These refugees have undergone years of vetting in order to arrive in the United States. They are in our country because they aided our military as interpreters and government contract workers.
In many cases, they have received a Special Immigrant Visa. They arrive with their families and not much else, and they are given a six-month time limit to learn our language, find a job and become self-sufficient.
Like others in low-income neighborhoods, these refugees may have a roof over their heads, but they struggle to provide nutritious and healthy food for themselves and their children. To assist them and all the food insecure in the Arden Arcade neighborhood, in fact, River City Food Bank is opening a second food distribution site at the Center at St. Matthew’s located at Edison and Bell Streets.
Owned by the Episcopal Diocese of Northern California, the center also houses wraparound services, including a charter school that offers several levels of English classes, a day care center, and a small clothes closet that are already helping to address the new need.
Recently, I watched two little boys interact with each other in the lobby of River City’s midtown food bank. Both were about 3 years old. One spoke English, the other Arabic.

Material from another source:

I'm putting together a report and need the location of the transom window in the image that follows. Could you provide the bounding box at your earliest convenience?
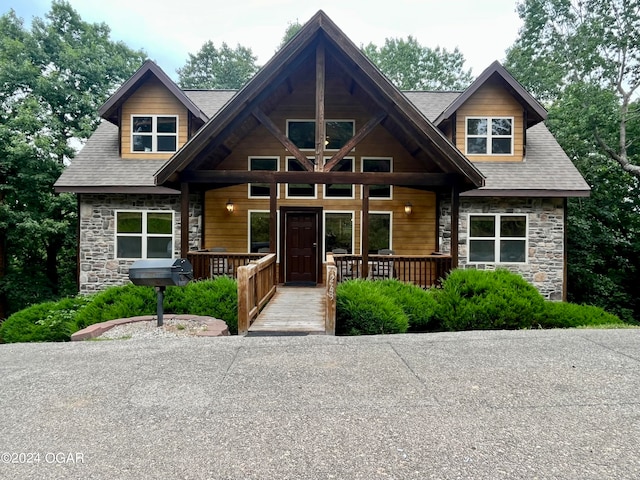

Their attempt to communicate through language was quickly abandoned, but they worked to find common ground. They jumped up and down to see who could jump higher; they peeked around corners to see who could surprise who faster; they found nonsense syllables combined with silly faces to see who could make the other laugh first. They were so cute and amusing as they unknowingly entertained the entire lobby of adults waiting to receive food.
Seeing them, I was struck by two thoughts. Sadly, the first was that, like them, a quarter of the children in Sacramento County are food insecure. But the second was that they were completely oblivious to their differences. They simply found delight in playing together, as children do.
I think we can learn from those children. We have new neighbors who need our help. And we are not as different from each other as we may seem.
In Arden Arcade, this is a time for individuals, businesses, organized groups and government entities to work together. We can address this new need as neighbors all over the world do, with a friendly hand and sufficient food, safety and security until they get their bearings. This is an opportunity for all of us to think globally and act locally.